Concrete paving has begun on the Pacific Highway upgrade between Glenugie and Wells Crossing in north-eastern New South Wales, bringing the entire upgrade one step closer to completion.
Deputy Prime Minister and Minister for Infrastructure, Transport and Regional Development Michael McCormack, on site to observe the concrete pour, said the Pacific Highway upgrade was one of the largest regional infrastructure projects in Australia.
“The Pacific Highway upgrade is now around 89 per cent finished and is expected to be completed in 2020, when motorists will save around 2.5 hours in travel time when driving the entire length,” Mr McCormack said.
“We are continuing to roll out this type of major project nationwide under our $100 billion infrastructure investment pipeline, which is supporting jobs and investment at a time when it’s needed more than ever.”
Federal Member for Page Kevin Hogan said the Pacific Highway upgrade started in 1996 and was expected to be completed later in 2020.
“The upgrade is being delivered as a series of individual projects and the Woolgoolga to Ballina project is around 88 per cent complete, with a total of 82 kilometres now open to dual carriageway,” Mr Hogan said.
“This makes 584 kilometres out of 657 kilometres of the Pacific Highway between Hexham and the Queensland border now a four-lane divided road, making our major roads safer.”
New South Wales Minister for Regional Transport and Roads Paul Toole said the eight-kilometre section of highway duplication from Glenugie to Wells Crossing formed part of the Woolgoolga to Ballina project.
“This important $4.945 billion infrastructure project is jointly funded by the Australian and NSW governments and will improve safety on this section of the Pacific Highway,” Mr Toole said.
“The Pacific Highway upgrade continues to deliver improvements in travel times and safety between Hexham and the Queensland border, along with added fauna protection methods that better support local wildlife.
“The Woolgoolga to Ballina section has created more than 3,000 jobs at its peak, building on our commitment to keep money and jobs in local communities.”
State Member for Clarence and Parliamentary Secretary for Regional Roads and Infrastructure Chris Gulaptis said local residents were asked to have their say on design refinements made to this section of the upgrade earlier this year.
“We’re delivering the best outcome for the local community and it’s happening quickly, with work now started on concrete paving,” Mr Gulaptis said.
“About 1,500 tonnes of recycled glass has been sourced from Lismore City Council and after being crushed and washed, it has now gone into the concrete paving.”
In the next three months, work on the project will require short-term closures of up to four hours at Parker Road and Franklins Road.
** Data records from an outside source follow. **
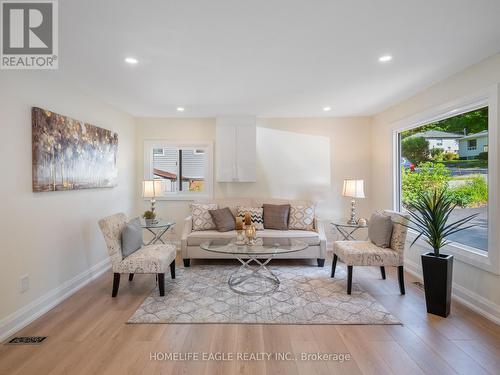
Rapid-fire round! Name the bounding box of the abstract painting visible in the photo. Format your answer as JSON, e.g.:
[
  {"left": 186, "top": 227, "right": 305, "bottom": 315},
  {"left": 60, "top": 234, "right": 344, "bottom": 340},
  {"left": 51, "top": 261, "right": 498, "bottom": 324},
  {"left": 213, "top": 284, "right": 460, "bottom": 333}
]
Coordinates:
[{"left": 31, "top": 107, "right": 118, "bottom": 192}]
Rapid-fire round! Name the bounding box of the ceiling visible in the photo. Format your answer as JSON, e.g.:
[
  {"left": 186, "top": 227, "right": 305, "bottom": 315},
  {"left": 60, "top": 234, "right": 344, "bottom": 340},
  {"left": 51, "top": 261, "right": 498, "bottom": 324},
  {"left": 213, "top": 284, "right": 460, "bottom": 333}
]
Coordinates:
[{"left": 55, "top": 0, "right": 500, "bottom": 117}]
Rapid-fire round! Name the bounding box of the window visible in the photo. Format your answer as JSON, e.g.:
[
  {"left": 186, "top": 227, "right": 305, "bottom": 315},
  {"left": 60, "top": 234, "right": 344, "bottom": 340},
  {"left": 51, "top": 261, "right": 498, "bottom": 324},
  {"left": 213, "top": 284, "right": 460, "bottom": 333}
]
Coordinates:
[
  {"left": 397, "top": 107, "right": 489, "bottom": 252},
  {"left": 144, "top": 141, "right": 213, "bottom": 199}
]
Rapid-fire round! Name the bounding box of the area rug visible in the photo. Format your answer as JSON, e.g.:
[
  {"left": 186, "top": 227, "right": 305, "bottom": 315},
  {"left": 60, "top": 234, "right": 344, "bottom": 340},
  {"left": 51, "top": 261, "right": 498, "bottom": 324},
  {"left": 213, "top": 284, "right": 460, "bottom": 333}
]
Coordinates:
[{"left": 128, "top": 264, "right": 400, "bottom": 324}]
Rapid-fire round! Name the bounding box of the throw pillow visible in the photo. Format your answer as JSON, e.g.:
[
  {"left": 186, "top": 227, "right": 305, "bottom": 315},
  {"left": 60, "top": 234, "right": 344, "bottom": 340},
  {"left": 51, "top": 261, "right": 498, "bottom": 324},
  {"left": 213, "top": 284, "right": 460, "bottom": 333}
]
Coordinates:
[
  {"left": 191, "top": 203, "right": 217, "bottom": 231},
  {"left": 368, "top": 212, "right": 392, "bottom": 247},
  {"left": 288, "top": 206, "right": 314, "bottom": 230},
  {"left": 208, "top": 207, "right": 236, "bottom": 232},
  {"left": 122, "top": 217, "right": 143, "bottom": 258},
  {"left": 236, "top": 206, "right": 264, "bottom": 230},
  {"left": 262, "top": 204, "right": 290, "bottom": 230}
]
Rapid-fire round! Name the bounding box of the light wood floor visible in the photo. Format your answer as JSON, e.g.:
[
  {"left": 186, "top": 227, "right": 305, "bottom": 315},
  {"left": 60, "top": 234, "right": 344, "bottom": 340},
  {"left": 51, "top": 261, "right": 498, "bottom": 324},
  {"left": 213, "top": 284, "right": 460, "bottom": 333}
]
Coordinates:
[{"left": 0, "top": 260, "right": 500, "bottom": 375}]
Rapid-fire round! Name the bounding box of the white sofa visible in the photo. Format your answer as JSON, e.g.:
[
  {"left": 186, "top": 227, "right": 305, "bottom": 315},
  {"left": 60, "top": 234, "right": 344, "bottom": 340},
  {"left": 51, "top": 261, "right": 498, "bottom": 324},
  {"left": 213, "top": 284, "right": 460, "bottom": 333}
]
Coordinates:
[{"left": 181, "top": 198, "right": 326, "bottom": 267}]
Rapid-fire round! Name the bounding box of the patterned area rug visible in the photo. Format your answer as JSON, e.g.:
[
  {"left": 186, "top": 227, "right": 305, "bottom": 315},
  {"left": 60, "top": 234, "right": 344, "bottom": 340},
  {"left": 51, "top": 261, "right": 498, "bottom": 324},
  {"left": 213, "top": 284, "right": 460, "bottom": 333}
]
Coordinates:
[{"left": 128, "top": 265, "right": 400, "bottom": 324}]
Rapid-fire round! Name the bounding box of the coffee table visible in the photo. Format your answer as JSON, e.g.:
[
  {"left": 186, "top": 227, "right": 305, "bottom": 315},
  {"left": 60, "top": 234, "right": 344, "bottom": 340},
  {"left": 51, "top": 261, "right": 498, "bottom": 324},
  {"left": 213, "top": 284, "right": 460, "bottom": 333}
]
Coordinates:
[{"left": 200, "top": 238, "right": 309, "bottom": 295}]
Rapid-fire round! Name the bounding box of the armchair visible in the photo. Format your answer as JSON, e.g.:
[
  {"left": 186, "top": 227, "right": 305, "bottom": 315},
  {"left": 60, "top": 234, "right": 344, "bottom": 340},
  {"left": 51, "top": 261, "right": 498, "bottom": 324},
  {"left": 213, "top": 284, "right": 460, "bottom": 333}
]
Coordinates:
[{"left": 99, "top": 213, "right": 176, "bottom": 297}]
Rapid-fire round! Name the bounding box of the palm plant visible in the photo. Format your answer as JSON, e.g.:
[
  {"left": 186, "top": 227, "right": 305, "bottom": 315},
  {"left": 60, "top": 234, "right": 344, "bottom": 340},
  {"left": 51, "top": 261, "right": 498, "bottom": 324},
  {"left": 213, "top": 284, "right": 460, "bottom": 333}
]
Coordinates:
[{"left": 406, "top": 189, "right": 478, "bottom": 256}]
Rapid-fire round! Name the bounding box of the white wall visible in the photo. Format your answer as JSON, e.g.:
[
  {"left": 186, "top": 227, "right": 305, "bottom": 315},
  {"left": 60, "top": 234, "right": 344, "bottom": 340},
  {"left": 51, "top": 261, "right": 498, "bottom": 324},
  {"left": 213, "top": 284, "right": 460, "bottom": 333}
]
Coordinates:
[
  {"left": 136, "top": 118, "right": 372, "bottom": 245},
  {"left": 0, "top": 71, "right": 136, "bottom": 334},
  {"left": 371, "top": 54, "right": 500, "bottom": 321}
]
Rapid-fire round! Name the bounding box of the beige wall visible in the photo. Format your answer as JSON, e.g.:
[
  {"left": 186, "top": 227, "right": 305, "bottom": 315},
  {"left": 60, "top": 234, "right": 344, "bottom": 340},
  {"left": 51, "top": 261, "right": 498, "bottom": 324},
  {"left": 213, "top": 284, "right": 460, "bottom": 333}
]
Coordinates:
[
  {"left": 136, "top": 118, "right": 371, "bottom": 244},
  {"left": 371, "top": 54, "right": 500, "bottom": 320},
  {"left": 0, "top": 71, "right": 136, "bottom": 324}
]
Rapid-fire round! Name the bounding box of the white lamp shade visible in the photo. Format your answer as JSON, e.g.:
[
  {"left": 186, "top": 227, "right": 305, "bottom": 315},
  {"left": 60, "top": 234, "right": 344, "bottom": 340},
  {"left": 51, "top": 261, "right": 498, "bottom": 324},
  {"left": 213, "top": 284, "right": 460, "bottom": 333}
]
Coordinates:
[
  {"left": 342, "top": 180, "right": 365, "bottom": 198},
  {"left": 142, "top": 180, "right": 162, "bottom": 198}
]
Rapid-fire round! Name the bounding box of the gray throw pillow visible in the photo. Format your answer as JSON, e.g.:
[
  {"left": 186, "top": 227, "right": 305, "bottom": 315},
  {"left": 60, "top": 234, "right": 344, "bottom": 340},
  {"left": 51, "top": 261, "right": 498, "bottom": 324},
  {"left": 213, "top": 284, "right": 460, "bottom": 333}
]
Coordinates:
[
  {"left": 208, "top": 207, "right": 236, "bottom": 232},
  {"left": 368, "top": 212, "right": 392, "bottom": 247},
  {"left": 122, "top": 217, "right": 143, "bottom": 258},
  {"left": 262, "top": 204, "right": 290, "bottom": 230}
]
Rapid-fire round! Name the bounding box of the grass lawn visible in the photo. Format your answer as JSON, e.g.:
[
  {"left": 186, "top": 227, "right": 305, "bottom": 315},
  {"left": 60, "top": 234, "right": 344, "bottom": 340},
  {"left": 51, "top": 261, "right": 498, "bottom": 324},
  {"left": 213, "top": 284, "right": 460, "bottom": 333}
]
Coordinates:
[{"left": 441, "top": 159, "right": 488, "bottom": 168}]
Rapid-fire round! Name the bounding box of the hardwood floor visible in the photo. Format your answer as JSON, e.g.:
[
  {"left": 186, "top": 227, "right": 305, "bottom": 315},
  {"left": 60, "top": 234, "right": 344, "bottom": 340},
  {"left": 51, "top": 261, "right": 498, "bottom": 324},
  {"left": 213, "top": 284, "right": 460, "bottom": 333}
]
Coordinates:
[{"left": 0, "top": 259, "right": 500, "bottom": 375}]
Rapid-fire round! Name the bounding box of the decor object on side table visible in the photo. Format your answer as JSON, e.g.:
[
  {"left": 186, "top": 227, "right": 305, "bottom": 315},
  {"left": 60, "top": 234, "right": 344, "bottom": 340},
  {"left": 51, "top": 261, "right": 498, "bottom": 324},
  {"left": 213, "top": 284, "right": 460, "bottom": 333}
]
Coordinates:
[
  {"left": 342, "top": 180, "right": 365, "bottom": 225},
  {"left": 142, "top": 180, "right": 163, "bottom": 219},
  {"left": 407, "top": 190, "right": 478, "bottom": 318},
  {"left": 31, "top": 107, "right": 118, "bottom": 192},
  {"left": 99, "top": 213, "right": 176, "bottom": 297}
]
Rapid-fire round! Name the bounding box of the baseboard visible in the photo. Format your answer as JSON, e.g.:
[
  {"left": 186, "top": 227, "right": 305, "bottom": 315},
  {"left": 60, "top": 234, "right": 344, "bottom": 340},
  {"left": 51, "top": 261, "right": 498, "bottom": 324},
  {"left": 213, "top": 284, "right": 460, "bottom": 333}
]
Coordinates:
[
  {"left": 405, "top": 259, "right": 500, "bottom": 324},
  {"left": 0, "top": 259, "right": 111, "bottom": 342}
]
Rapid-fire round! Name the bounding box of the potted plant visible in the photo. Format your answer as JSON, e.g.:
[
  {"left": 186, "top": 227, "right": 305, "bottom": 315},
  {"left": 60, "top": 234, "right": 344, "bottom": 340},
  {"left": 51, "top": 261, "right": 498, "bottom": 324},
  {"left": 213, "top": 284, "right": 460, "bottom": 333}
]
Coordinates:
[
  {"left": 407, "top": 189, "right": 478, "bottom": 317},
  {"left": 142, "top": 211, "right": 156, "bottom": 226}
]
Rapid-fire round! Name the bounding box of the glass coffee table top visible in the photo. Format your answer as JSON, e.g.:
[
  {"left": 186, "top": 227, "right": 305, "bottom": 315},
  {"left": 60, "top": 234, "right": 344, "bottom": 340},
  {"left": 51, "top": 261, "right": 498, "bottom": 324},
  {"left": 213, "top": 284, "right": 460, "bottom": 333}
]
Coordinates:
[
  {"left": 200, "top": 238, "right": 308, "bottom": 295},
  {"left": 200, "top": 237, "right": 308, "bottom": 255}
]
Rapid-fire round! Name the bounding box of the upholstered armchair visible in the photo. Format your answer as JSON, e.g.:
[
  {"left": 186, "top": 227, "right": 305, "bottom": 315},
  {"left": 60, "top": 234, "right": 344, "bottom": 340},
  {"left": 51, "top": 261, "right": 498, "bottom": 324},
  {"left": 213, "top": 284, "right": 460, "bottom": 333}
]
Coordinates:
[
  {"left": 332, "top": 210, "right": 409, "bottom": 294},
  {"left": 99, "top": 213, "right": 176, "bottom": 297}
]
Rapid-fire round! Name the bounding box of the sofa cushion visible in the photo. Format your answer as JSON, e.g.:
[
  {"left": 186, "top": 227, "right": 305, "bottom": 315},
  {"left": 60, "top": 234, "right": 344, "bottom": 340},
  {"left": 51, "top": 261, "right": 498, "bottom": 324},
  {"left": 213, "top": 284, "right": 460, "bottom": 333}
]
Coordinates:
[
  {"left": 262, "top": 204, "right": 290, "bottom": 230},
  {"left": 288, "top": 205, "right": 314, "bottom": 230},
  {"left": 236, "top": 206, "right": 264, "bottom": 230},
  {"left": 208, "top": 207, "right": 236, "bottom": 232},
  {"left": 191, "top": 203, "right": 217, "bottom": 230},
  {"left": 187, "top": 229, "right": 320, "bottom": 246}
]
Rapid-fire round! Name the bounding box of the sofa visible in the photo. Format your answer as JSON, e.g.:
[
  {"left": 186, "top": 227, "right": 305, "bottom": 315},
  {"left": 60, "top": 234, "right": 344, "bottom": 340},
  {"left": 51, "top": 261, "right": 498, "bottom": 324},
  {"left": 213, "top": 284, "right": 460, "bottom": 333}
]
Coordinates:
[{"left": 181, "top": 198, "right": 326, "bottom": 267}]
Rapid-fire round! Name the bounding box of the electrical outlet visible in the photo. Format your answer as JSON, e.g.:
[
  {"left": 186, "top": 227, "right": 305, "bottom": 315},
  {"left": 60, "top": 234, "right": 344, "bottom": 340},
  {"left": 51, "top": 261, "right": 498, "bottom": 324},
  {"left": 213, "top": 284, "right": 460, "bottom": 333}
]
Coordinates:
[{"left": 20, "top": 275, "right": 30, "bottom": 293}]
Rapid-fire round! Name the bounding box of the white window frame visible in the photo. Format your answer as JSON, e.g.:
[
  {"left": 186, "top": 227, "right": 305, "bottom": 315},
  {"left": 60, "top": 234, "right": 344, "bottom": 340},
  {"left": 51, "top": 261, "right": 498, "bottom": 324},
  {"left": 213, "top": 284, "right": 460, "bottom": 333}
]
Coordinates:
[
  {"left": 144, "top": 140, "right": 214, "bottom": 201},
  {"left": 391, "top": 84, "right": 500, "bottom": 275}
]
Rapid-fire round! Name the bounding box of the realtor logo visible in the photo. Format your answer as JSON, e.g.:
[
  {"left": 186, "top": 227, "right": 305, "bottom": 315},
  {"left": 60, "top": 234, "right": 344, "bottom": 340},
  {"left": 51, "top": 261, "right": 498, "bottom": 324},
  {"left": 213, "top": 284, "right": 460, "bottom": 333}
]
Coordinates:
[{"left": 0, "top": 0, "right": 58, "bottom": 69}]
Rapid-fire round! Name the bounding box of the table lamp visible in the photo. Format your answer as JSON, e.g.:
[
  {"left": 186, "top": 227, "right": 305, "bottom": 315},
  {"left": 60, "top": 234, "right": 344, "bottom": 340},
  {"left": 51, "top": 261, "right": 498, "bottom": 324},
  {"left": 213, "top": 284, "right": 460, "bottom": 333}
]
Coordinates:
[
  {"left": 342, "top": 180, "right": 365, "bottom": 225},
  {"left": 142, "top": 180, "right": 163, "bottom": 213}
]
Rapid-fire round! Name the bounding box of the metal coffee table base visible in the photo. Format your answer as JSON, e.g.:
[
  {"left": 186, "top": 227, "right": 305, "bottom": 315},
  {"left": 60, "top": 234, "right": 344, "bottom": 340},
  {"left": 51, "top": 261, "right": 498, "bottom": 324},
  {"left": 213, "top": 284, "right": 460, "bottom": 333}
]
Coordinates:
[{"left": 228, "top": 255, "right": 280, "bottom": 296}]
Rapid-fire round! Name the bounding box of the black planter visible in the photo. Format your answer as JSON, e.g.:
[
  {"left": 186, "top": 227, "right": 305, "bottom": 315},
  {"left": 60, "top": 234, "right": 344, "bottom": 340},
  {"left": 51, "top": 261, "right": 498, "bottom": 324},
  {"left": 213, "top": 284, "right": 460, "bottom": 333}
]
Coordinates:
[{"left": 422, "top": 253, "right": 453, "bottom": 318}]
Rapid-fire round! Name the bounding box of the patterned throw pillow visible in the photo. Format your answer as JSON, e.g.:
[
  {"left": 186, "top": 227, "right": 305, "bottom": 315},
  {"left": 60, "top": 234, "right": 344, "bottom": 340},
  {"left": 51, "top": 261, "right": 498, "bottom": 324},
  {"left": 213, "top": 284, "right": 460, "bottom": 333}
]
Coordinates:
[
  {"left": 288, "top": 206, "right": 314, "bottom": 230},
  {"left": 191, "top": 203, "right": 217, "bottom": 231},
  {"left": 236, "top": 206, "right": 264, "bottom": 230}
]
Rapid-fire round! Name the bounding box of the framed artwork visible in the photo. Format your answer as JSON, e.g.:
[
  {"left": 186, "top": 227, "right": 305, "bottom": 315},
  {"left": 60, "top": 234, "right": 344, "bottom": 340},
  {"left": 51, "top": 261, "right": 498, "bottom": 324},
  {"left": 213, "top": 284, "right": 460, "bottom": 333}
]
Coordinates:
[{"left": 31, "top": 107, "right": 118, "bottom": 192}]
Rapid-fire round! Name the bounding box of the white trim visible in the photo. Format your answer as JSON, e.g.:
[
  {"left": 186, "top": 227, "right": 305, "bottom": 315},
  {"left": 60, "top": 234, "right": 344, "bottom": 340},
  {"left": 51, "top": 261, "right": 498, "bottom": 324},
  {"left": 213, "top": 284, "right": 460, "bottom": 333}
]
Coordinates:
[
  {"left": 391, "top": 84, "right": 500, "bottom": 275},
  {"left": 0, "top": 258, "right": 111, "bottom": 342},
  {"left": 404, "top": 259, "right": 500, "bottom": 324},
  {"left": 144, "top": 139, "right": 214, "bottom": 201}
]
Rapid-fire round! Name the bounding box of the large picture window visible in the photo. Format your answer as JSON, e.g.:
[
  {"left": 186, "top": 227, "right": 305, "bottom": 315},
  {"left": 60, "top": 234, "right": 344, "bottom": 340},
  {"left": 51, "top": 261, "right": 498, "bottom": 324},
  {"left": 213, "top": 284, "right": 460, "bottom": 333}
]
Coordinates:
[
  {"left": 144, "top": 141, "right": 212, "bottom": 199},
  {"left": 398, "top": 106, "right": 489, "bottom": 252}
]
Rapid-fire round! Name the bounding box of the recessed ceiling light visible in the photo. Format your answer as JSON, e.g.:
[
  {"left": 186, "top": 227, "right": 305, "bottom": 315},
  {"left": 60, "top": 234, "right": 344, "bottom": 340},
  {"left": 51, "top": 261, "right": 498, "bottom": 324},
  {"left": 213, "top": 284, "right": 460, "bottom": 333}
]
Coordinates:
[{"left": 125, "top": 57, "right": 139, "bottom": 65}]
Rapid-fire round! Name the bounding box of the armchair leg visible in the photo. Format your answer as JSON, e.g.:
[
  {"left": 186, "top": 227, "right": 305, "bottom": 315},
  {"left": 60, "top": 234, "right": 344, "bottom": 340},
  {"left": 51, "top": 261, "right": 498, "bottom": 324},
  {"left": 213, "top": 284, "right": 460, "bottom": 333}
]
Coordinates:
[
  {"left": 158, "top": 273, "right": 165, "bottom": 297},
  {"left": 332, "top": 254, "right": 338, "bottom": 277},
  {"left": 347, "top": 266, "right": 352, "bottom": 294},
  {"left": 380, "top": 266, "right": 385, "bottom": 280},
  {"left": 170, "top": 259, "right": 175, "bottom": 279},
  {"left": 398, "top": 266, "right": 405, "bottom": 294},
  {"left": 111, "top": 272, "right": 120, "bottom": 297}
]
Detours will be in place during the closures.
At Parker Road, southbound traffic on the highway will be detoured via the Kungala Road U-turn bay, while Parker Road traffic travelling towards Coffs Harbour will be diverted to the Franklins Road U-turn bay. At Franklins Road, northbound vehicles will be diverted along the Old Pacific Highway to Glenugie and turn right onto Big River Way to access the southbound Pacific Highway.
Motorists will be advised with variable message signs and registered residents will be contacted via SMS, 24 hours before the closures. To be added to the SMS list for closure details, please phone the project team on 1800 778 900 (press 2) to register your details.
Motorists are advised to drive to the conditions and follow the directions of signs and traffic control.
The $4.945 billion project is jointly funded with the Australian Government providing $3.76 billion towards planning and pre-construction. The New South Wales Government is providing the remaining funding.